After the first surgery I was readmitted a mo. later for dehydration and increased output. My system was not used to having only a small intestine and things were moving through me way too fast. They put me on codeine and lomotil which helped a lot. I was told takedown could be in March and only had to wait. When I got home, I was having discharge and went to my local doctor who found I had a recto-vaginal fistula. I later learned a fistula can be a major red flag of crohns disease to a surgeon. Needless to say the takedown was cancelled and many barium tests and CT scans were done until eventually the fistula healed. My gastroenterologist decided the fistula was a complication of surgery and we could go ahead with the takedown In Oct. The good thing about the ostomy was it got me healthy again. I was able to gain about 40 lbs and eat almost anything I wanted.

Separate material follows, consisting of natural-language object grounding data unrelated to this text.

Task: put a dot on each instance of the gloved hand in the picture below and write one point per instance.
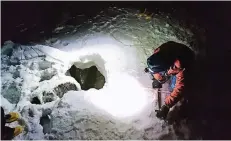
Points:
(146, 70)
(163, 112)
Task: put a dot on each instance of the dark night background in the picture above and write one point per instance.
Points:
(212, 97)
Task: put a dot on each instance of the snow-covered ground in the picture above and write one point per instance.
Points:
(118, 46)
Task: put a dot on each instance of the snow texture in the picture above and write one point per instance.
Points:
(118, 46)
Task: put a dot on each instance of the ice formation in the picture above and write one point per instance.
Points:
(33, 79)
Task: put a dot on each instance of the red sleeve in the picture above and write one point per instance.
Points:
(179, 86)
(156, 50)
(177, 91)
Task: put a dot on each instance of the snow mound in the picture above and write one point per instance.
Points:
(118, 46)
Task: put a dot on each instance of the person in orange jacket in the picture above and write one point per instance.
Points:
(8, 133)
(171, 61)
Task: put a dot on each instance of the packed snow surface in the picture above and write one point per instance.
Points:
(123, 109)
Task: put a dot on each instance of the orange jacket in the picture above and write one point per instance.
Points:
(179, 86)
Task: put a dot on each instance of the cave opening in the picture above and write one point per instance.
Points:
(35, 100)
(87, 78)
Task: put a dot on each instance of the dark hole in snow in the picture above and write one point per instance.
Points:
(11, 93)
(61, 89)
(46, 75)
(35, 100)
(48, 97)
(87, 78)
(46, 123)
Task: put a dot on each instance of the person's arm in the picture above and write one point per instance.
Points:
(173, 98)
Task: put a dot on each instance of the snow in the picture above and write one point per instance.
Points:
(123, 109)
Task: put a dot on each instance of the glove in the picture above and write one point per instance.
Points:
(163, 112)
(146, 70)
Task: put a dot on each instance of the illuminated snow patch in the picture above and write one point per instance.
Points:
(122, 94)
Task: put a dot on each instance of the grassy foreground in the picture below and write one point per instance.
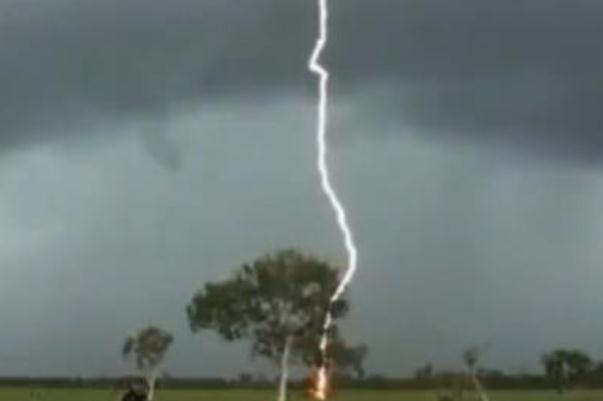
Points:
(14, 394)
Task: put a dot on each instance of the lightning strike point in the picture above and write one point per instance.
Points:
(319, 70)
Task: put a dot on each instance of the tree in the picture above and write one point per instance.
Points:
(565, 367)
(279, 302)
(148, 348)
(471, 358)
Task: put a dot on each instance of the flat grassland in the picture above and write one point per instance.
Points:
(23, 394)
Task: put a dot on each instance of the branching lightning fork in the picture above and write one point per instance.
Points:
(327, 187)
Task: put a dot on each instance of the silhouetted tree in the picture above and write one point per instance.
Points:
(471, 358)
(565, 368)
(279, 302)
(148, 348)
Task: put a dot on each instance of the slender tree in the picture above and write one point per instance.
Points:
(278, 302)
(148, 348)
(471, 358)
(566, 367)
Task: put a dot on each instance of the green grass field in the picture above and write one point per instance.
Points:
(8, 394)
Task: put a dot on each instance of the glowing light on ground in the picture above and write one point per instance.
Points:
(317, 68)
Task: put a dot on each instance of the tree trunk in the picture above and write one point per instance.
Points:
(478, 387)
(151, 380)
(284, 370)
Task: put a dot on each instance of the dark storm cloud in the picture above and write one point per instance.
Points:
(521, 72)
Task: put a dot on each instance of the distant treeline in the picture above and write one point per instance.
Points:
(492, 380)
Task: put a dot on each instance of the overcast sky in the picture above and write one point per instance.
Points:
(149, 146)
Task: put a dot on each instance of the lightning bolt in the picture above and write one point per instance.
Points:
(318, 69)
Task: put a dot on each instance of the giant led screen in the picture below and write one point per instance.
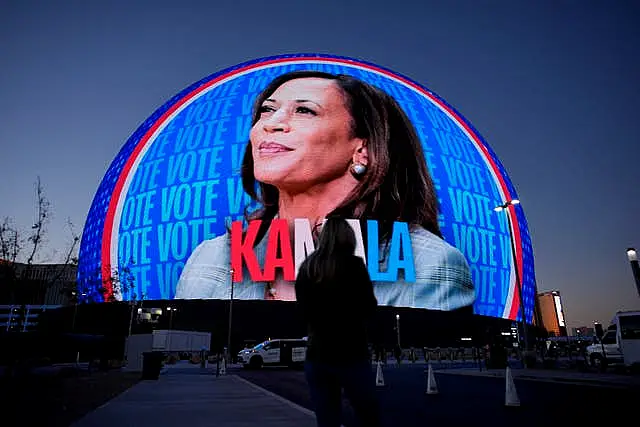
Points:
(228, 184)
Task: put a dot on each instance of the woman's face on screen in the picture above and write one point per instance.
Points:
(303, 135)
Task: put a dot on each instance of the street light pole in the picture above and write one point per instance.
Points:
(171, 310)
(505, 207)
(635, 266)
(232, 271)
(398, 329)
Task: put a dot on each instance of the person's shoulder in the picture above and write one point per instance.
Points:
(429, 249)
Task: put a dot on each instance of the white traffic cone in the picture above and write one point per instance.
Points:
(511, 395)
(379, 377)
(432, 387)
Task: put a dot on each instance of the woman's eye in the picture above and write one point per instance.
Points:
(305, 110)
(266, 109)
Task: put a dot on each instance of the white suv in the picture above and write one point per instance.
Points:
(287, 352)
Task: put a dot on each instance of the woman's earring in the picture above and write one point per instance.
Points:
(358, 169)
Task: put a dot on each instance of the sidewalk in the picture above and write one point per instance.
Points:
(198, 400)
(551, 375)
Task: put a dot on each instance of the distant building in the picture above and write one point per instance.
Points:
(12, 321)
(551, 313)
(583, 331)
(40, 284)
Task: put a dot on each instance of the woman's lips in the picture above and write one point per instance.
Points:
(272, 148)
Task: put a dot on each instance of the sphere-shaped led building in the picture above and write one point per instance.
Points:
(174, 194)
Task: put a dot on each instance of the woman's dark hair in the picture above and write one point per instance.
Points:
(397, 185)
(336, 242)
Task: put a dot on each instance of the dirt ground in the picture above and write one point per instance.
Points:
(59, 400)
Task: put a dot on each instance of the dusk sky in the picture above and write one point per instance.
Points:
(552, 86)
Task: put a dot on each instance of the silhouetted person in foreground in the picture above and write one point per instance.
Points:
(336, 299)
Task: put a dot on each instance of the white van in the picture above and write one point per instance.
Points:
(284, 352)
(620, 345)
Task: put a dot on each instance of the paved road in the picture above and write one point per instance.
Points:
(469, 400)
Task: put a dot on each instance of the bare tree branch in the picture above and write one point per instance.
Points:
(39, 227)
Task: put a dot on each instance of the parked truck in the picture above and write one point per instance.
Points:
(619, 345)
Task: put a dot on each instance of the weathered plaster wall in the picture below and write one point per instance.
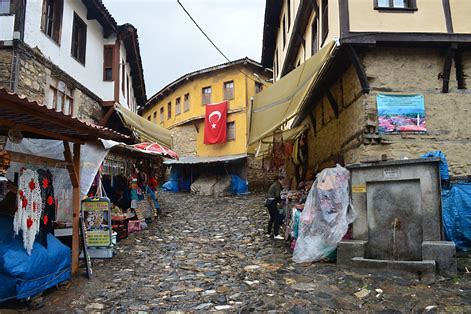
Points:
(5, 67)
(417, 71)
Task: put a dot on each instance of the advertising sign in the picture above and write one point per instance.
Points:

They closed the ostomy, but left the incision open to prevent infection. Never told me, but they are the professionals. 2 days later they tied the sutures to close the hole. Very painful, hopefully I will never have to go through that again! All they could give me was morphine for the pain while the resident was closing it. Can I just say morphine wears off after about 7 mins and this took 30 mins!?
They took the NG tube out the day before I left. As soon as they freed me from the IV I had to go into the bathroom for a sponge bath. (If you’ve been there, you understand) They made me eat and have a BM before discharge.
Not too bad of a scar. I got my tattoo after the first hospitalization. I’ve always loved stars and wanted a green shooting star to wish for hope and health. Didn’t end up helping, but that’s the story.